Thursday, September 6, 2007

620 Fear of the Dark

Message no. 620[Branch from no. 603] Posted by Thomas Culhane (1311520071) on Wednesday, March 14, 2007 4:38pm Subject: Fear of the Dark

The year I was doing research in the primary rain forests of Borneo I gave a lot of thought to fear of the dark. It seems that we diurnal primates sacrificed good night vision for good daytime color vision (a lot of it has to do with the distribution of rods and cones in the eye). This enabled us to see when fruit was ripe as well as avoid eating dangerous insects with toxins indicated through "aposomatic coloration". But the cost of great color vision was an insensitivity to low light conditions. Predators, on the other hand, sacrificed color vision for night vision. I can't forget seeing the bright shine of the eyes of jungle cats and civets when I would walk to the toilet pit with my kerosene lantern at night. The shine was an indication of the light gathering ability of these low lux marvels of evolutionary design and creation. The animals with good night vision would come out after the sun set to revel in their world whilst we primates would huddle fearfully in our huts or in our tree nests until the sun rose again.
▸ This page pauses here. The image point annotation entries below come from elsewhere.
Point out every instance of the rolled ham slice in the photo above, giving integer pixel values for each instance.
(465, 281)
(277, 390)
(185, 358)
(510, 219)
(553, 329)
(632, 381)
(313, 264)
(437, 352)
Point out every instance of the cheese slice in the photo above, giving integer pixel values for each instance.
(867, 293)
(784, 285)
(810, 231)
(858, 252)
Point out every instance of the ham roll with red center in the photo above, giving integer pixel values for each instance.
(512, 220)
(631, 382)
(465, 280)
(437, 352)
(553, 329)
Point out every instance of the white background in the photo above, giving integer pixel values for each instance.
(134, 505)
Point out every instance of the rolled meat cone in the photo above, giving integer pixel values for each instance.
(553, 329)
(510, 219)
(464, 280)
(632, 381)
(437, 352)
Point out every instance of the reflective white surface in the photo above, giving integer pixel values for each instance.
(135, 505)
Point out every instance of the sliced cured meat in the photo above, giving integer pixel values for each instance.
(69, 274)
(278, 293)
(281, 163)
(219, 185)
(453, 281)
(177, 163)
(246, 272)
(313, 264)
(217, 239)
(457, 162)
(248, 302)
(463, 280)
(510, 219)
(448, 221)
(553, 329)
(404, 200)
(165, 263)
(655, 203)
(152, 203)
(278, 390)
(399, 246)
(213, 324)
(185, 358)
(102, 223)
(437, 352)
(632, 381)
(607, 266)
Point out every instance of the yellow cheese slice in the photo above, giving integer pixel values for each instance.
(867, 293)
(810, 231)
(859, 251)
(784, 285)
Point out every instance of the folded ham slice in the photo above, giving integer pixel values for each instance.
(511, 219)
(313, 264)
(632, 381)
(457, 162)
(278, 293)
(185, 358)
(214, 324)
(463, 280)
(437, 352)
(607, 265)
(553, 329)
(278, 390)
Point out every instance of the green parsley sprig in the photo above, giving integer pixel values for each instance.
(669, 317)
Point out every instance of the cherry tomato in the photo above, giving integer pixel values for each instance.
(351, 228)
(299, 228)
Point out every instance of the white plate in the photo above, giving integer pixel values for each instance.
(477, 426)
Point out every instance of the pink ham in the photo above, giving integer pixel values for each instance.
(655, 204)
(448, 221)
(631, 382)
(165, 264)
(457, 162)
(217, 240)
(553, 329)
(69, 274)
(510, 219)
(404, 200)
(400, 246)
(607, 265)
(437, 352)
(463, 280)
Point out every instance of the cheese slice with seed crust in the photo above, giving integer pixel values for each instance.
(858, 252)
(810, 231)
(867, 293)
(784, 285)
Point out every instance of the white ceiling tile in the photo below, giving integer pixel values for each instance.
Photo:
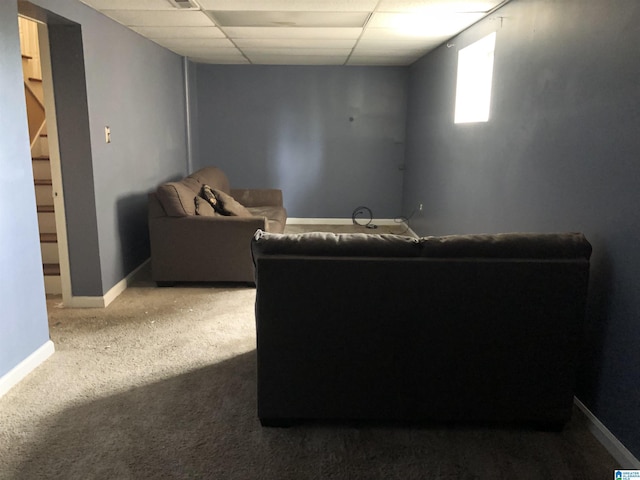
(286, 52)
(382, 36)
(382, 60)
(204, 51)
(175, 18)
(291, 5)
(292, 33)
(207, 51)
(391, 51)
(194, 42)
(299, 59)
(400, 43)
(437, 5)
(289, 19)
(441, 24)
(297, 43)
(129, 4)
(224, 60)
(179, 32)
(299, 32)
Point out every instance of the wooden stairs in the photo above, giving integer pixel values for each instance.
(40, 162)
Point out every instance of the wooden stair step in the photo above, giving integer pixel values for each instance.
(51, 268)
(48, 238)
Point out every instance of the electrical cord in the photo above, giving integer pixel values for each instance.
(405, 220)
(359, 211)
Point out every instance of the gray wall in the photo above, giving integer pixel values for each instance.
(330, 137)
(23, 322)
(560, 153)
(137, 88)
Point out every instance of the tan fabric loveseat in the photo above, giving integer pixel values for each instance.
(192, 242)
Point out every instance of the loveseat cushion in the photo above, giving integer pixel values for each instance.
(177, 199)
(508, 245)
(332, 244)
(204, 208)
(213, 177)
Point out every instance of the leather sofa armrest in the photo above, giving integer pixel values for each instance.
(258, 197)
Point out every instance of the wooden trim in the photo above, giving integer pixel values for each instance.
(48, 238)
(51, 269)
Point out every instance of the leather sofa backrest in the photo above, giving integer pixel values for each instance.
(504, 245)
(334, 245)
(507, 245)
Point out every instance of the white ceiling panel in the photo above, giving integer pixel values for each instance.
(381, 60)
(298, 43)
(201, 43)
(412, 6)
(225, 60)
(441, 24)
(390, 52)
(129, 4)
(205, 51)
(253, 52)
(298, 59)
(293, 33)
(382, 36)
(159, 18)
(179, 32)
(291, 5)
(228, 18)
(299, 32)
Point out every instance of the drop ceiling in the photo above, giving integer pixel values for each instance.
(298, 32)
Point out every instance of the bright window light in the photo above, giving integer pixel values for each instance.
(473, 89)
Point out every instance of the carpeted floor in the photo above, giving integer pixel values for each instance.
(161, 384)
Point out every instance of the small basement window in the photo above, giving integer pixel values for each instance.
(475, 74)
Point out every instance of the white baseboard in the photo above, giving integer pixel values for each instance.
(17, 373)
(107, 298)
(615, 447)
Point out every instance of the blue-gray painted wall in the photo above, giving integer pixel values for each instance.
(137, 89)
(561, 152)
(330, 137)
(23, 321)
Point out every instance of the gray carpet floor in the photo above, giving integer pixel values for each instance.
(161, 384)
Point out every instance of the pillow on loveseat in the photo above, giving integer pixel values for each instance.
(204, 208)
(223, 203)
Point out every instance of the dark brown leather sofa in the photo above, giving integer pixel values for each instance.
(477, 328)
(192, 242)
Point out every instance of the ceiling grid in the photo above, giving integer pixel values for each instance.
(298, 32)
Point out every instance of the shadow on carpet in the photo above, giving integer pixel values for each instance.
(203, 425)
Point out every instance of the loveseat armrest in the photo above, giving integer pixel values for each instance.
(258, 197)
(199, 249)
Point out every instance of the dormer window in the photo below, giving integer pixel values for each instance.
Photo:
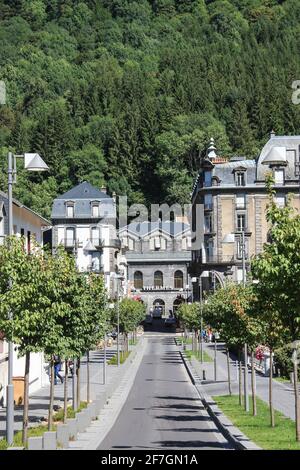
(279, 176)
(207, 179)
(95, 209)
(240, 178)
(70, 210)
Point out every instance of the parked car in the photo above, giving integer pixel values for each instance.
(170, 321)
(112, 335)
(148, 320)
(157, 312)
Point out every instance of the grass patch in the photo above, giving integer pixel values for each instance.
(180, 340)
(257, 428)
(197, 355)
(59, 415)
(3, 444)
(283, 380)
(123, 356)
(36, 431)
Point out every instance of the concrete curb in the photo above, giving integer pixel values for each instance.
(229, 431)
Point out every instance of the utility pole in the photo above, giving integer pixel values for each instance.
(246, 391)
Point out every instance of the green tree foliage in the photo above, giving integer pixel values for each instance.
(189, 315)
(277, 269)
(129, 92)
(131, 313)
(228, 311)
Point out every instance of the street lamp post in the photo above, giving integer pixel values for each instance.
(230, 239)
(104, 360)
(118, 278)
(118, 325)
(32, 162)
(296, 352)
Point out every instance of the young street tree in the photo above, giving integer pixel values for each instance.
(277, 270)
(22, 292)
(190, 315)
(227, 310)
(131, 313)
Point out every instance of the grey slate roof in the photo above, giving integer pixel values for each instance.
(4, 199)
(141, 229)
(161, 256)
(84, 190)
(256, 172)
(82, 195)
(225, 171)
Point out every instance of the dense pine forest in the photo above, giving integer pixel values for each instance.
(127, 93)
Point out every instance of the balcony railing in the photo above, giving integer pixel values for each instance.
(94, 269)
(69, 243)
(218, 259)
(159, 288)
(115, 243)
(97, 242)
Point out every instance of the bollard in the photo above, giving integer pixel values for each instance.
(62, 432)
(49, 440)
(92, 407)
(35, 443)
(72, 426)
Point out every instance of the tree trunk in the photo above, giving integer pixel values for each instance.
(228, 371)
(50, 413)
(253, 385)
(87, 376)
(272, 417)
(66, 392)
(78, 382)
(297, 404)
(240, 380)
(26, 399)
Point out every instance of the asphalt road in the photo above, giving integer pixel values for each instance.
(163, 410)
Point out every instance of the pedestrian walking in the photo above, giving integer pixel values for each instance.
(57, 368)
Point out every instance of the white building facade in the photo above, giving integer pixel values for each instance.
(30, 225)
(84, 223)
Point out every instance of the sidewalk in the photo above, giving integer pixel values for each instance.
(39, 401)
(283, 394)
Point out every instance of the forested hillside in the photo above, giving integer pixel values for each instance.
(127, 93)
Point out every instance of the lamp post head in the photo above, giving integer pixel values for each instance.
(34, 162)
(204, 274)
(276, 156)
(229, 238)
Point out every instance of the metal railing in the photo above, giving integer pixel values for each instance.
(93, 269)
(69, 242)
(97, 242)
(218, 259)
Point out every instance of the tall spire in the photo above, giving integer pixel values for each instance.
(211, 151)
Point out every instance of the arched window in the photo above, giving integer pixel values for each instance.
(138, 280)
(178, 280)
(158, 279)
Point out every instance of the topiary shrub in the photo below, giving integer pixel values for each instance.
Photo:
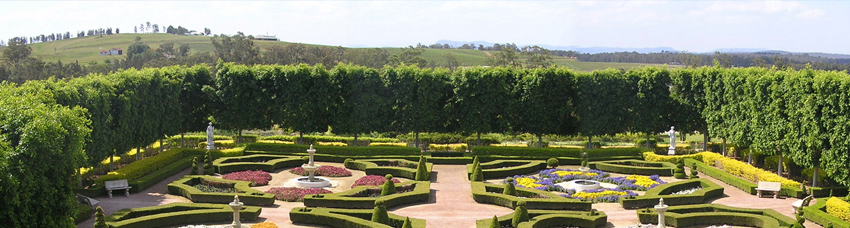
(552, 163)
(389, 186)
(510, 188)
(379, 214)
(422, 173)
(99, 219)
(495, 222)
(520, 214)
(679, 173)
(477, 174)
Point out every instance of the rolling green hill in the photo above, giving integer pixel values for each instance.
(87, 49)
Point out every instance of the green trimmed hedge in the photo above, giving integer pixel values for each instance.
(249, 196)
(373, 167)
(268, 163)
(492, 194)
(178, 214)
(333, 150)
(346, 218)
(708, 191)
(635, 167)
(420, 194)
(713, 214)
(556, 152)
(817, 213)
(546, 218)
(507, 168)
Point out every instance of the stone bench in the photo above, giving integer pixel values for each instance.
(765, 186)
(117, 185)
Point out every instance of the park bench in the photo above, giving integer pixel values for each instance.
(87, 201)
(117, 185)
(801, 203)
(765, 186)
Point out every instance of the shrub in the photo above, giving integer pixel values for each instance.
(379, 214)
(257, 178)
(372, 180)
(520, 214)
(389, 186)
(290, 194)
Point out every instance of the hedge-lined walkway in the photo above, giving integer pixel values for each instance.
(451, 204)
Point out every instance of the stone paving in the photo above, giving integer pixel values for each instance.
(450, 206)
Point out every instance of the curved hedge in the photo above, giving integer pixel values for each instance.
(183, 187)
(712, 214)
(178, 214)
(709, 190)
(507, 168)
(267, 162)
(817, 213)
(547, 218)
(420, 194)
(492, 194)
(346, 218)
(373, 167)
(635, 167)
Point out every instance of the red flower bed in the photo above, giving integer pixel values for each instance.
(295, 194)
(257, 178)
(327, 171)
(372, 180)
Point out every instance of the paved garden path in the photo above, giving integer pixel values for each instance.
(451, 204)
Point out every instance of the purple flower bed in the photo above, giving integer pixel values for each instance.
(295, 194)
(327, 171)
(372, 180)
(257, 178)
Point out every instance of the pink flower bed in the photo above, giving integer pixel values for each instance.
(372, 180)
(327, 171)
(295, 194)
(257, 178)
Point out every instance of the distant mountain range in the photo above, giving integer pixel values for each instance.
(595, 50)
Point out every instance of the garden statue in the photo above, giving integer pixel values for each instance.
(210, 140)
(672, 149)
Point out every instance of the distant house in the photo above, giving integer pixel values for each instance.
(266, 37)
(114, 51)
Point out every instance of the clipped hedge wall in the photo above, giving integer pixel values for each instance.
(178, 214)
(715, 214)
(268, 163)
(817, 213)
(249, 196)
(507, 168)
(709, 190)
(346, 218)
(420, 194)
(492, 194)
(635, 167)
(547, 218)
(371, 167)
(555, 152)
(333, 150)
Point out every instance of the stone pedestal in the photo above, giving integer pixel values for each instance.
(661, 208)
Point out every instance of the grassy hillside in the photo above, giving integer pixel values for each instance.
(87, 49)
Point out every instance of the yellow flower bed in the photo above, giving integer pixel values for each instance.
(838, 208)
(642, 181)
(264, 225)
(527, 182)
(563, 173)
(388, 144)
(593, 195)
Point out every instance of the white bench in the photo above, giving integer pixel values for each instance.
(117, 185)
(765, 186)
(801, 203)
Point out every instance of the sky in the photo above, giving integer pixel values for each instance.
(693, 26)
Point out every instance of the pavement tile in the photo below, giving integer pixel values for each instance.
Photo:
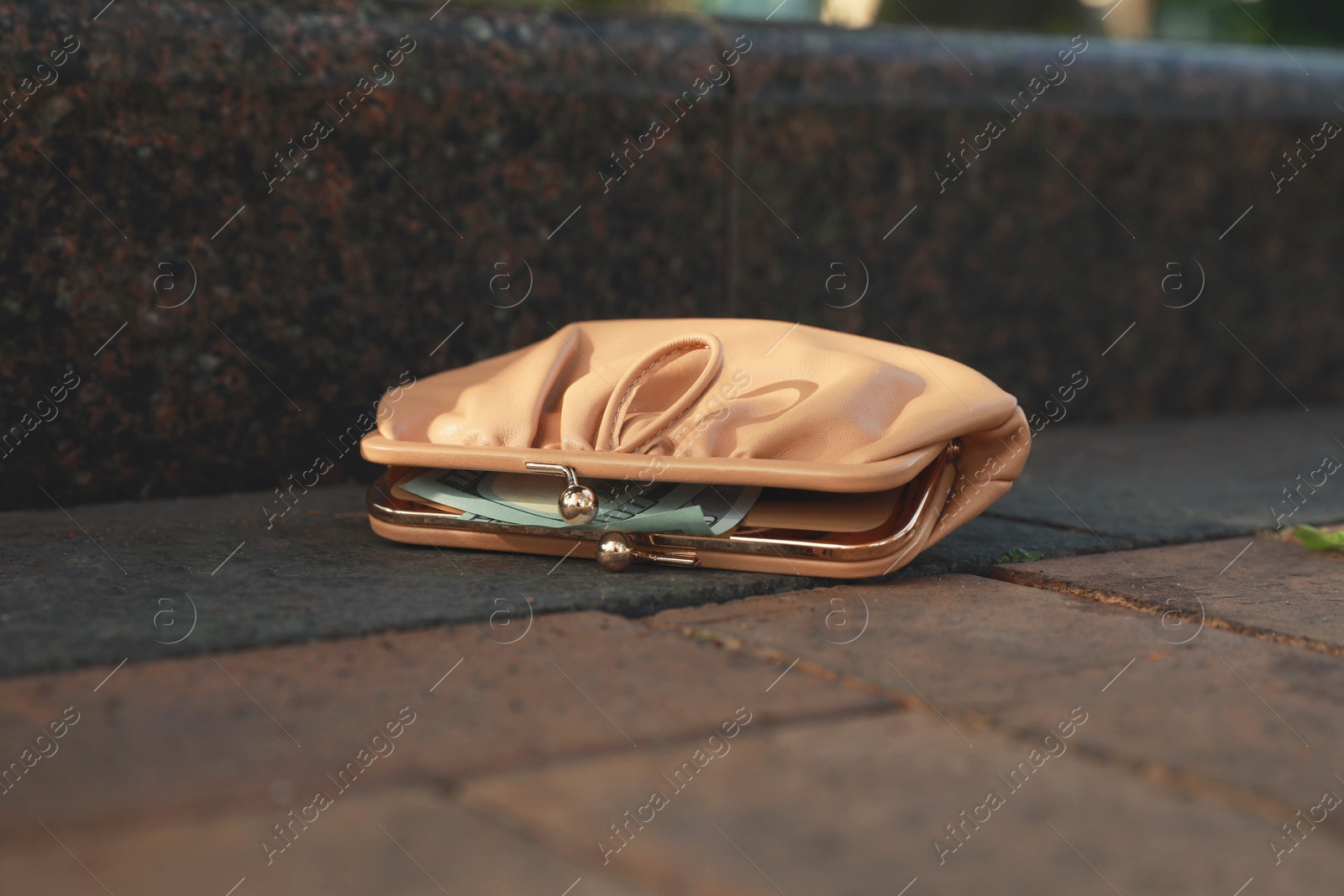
(1265, 586)
(855, 806)
(160, 567)
(1200, 708)
(1182, 479)
(249, 728)
(403, 841)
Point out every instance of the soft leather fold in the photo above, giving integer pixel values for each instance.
(738, 392)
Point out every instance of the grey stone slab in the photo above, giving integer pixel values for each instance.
(118, 580)
(1200, 708)
(1183, 481)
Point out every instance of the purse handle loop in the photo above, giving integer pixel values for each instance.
(613, 418)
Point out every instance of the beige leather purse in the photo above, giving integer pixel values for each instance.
(859, 453)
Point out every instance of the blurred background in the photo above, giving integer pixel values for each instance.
(1299, 22)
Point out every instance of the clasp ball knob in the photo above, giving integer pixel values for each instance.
(615, 553)
(578, 504)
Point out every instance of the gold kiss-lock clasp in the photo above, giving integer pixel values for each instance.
(577, 504)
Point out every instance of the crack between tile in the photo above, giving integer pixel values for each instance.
(1093, 595)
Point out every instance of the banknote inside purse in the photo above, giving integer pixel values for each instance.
(783, 520)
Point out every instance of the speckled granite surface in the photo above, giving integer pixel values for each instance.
(144, 170)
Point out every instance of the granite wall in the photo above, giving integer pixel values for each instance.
(214, 315)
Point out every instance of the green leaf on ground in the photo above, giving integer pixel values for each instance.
(1021, 555)
(1316, 539)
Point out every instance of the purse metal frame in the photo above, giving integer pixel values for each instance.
(914, 504)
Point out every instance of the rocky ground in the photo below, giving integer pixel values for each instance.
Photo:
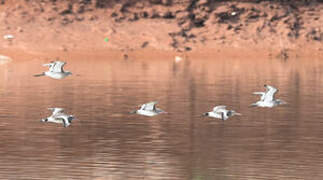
(274, 28)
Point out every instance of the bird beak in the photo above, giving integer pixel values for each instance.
(133, 112)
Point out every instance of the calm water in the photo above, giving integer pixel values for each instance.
(105, 142)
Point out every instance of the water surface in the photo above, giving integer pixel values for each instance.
(105, 142)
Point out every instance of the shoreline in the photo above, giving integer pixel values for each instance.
(138, 29)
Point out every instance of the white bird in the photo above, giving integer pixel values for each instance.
(148, 109)
(267, 98)
(58, 116)
(221, 112)
(56, 70)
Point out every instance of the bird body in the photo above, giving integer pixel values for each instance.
(267, 98)
(58, 116)
(149, 109)
(55, 71)
(221, 112)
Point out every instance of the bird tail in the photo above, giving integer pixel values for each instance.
(253, 105)
(236, 113)
(39, 75)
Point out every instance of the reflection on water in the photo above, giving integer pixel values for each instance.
(105, 142)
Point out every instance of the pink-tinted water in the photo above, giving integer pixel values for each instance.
(106, 142)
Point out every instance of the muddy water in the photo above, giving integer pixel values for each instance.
(105, 142)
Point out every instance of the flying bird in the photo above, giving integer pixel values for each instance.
(55, 71)
(221, 112)
(148, 109)
(58, 116)
(267, 99)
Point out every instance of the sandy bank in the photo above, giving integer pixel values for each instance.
(138, 28)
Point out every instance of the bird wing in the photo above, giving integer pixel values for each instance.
(218, 109)
(151, 106)
(51, 66)
(64, 119)
(56, 111)
(270, 93)
(262, 95)
(58, 66)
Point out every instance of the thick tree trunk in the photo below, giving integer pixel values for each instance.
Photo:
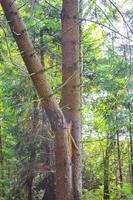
(71, 84)
(55, 115)
(119, 159)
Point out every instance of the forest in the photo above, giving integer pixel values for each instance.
(66, 100)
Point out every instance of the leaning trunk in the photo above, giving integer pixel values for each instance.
(55, 115)
(71, 84)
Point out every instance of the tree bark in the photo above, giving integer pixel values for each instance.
(119, 160)
(32, 153)
(131, 145)
(55, 115)
(106, 175)
(71, 84)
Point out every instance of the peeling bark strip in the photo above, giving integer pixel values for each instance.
(71, 91)
(56, 117)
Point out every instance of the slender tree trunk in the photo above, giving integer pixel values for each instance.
(1, 166)
(131, 145)
(106, 175)
(32, 152)
(119, 159)
(71, 84)
(55, 115)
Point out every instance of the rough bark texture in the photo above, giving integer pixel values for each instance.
(71, 83)
(106, 175)
(32, 153)
(119, 160)
(131, 145)
(56, 117)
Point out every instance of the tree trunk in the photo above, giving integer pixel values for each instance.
(119, 159)
(32, 153)
(71, 84)
(55, 115)
(2, 189)
(106, 175)
(131, 145)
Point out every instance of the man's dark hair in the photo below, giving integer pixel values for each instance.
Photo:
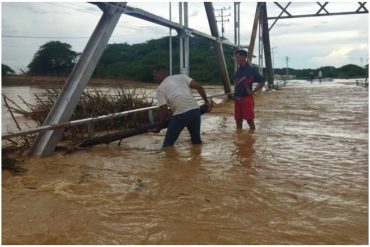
(161, 68)
(242, 53)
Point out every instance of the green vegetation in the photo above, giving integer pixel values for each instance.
(6, 70)
(344, 72)
(135, 62)
(53, 58)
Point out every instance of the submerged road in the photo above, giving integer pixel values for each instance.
(301, 178)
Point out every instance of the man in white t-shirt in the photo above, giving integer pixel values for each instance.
(175, 92)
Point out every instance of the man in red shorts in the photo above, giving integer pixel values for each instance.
(245, 76)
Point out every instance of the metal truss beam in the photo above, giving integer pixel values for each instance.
(218, 46)
(361, 10)
(67, 101)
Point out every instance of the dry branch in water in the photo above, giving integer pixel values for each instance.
(93, 103)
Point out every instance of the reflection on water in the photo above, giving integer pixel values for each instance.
(301, 178)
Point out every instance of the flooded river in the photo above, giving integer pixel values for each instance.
(301, 178)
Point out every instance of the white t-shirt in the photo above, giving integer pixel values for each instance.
(175, 92)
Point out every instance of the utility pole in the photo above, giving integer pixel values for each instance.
(222, 17)
(287, 66)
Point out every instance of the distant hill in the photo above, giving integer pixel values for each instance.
(135, 62)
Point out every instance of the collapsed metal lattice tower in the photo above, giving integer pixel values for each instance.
(62, 110)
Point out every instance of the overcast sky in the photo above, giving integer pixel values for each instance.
(307, 42)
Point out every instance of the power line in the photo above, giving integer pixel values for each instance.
(41, 37)
(222, 15)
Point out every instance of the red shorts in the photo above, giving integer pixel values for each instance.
(244, 108)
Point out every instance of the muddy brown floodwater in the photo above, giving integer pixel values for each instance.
(301, 178)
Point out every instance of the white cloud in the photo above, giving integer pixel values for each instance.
(308, 42)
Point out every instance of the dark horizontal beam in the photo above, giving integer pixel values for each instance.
(317, 15)
(147, 16)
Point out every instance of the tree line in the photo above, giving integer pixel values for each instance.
(135, 62)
Orangutans were particularly slothful at night. They would start building their nests in the safest tall trees at about 4 in the afternoon (the sun set at 6 in the tropics) and lie there for an hour tossing and turning trying to make it as comfortable as possible before night fell. They would then sleep until about 10 the next morning and only then crawl out of the nest to look for fruit or play. The gibbons were up at dawn, calling and defending their territories with their beautiful mournful songs, and they would sing again at dusk. Then they too would find a safe place to sleep.

The jungle in the day and at night were two different worlds completely. I did a bat study with some friends and we would go out at night with night vision scopes. We would sit under trees or near caves in the pitch black and then turn on the night vision scope. Suddenly the world would appear in bright green (you have seen the military use these in Iraq I think!). These scopes show us what the world must look like to the creatures of the night. Through these scopes we saw the world of the night animals in rich detail (but never in color!!). I tried to imagine how bats and flying foxes see, since unlike the other predators, they don't use light, but sonar, as you know! They "see" in pulses of sound, like dolphins and whales do. I also would try to imagine how snakes and other creatures with thermal receptors would "see" -- in infra-red. Kind of like the way the alien Predator in the movie "Predator" sees, I imagine.

Have you seen the movie "Pitch Black" with Van Diesel? I think it gives us a good idea of why we fear the dark, and what the advantage would be if we, like Diesel, had implants that enabled us to see in the dark.

Fear of the dark is species specific, and it probably is in our genes to learn to fear the dark easily so we wouldn't make the mistake as children of getting up at night and wandering around. But today our technology may make it possible to live without fear of the dark, for as you know, there is nothing in the dark that isn't there in the light -- its just the inability to perceive it that makes it so scary.

Perhaps soon we won't have to carry flashlights into dark places, but will be simply able to turn on our "night vision eyes."

Imagine a world with no unsightly street lights and car headlights - a world in which we don't have to modify our environment because we have the ability to modify ourselves instead. Wouldn't that be the ultimate in coping and adaptation?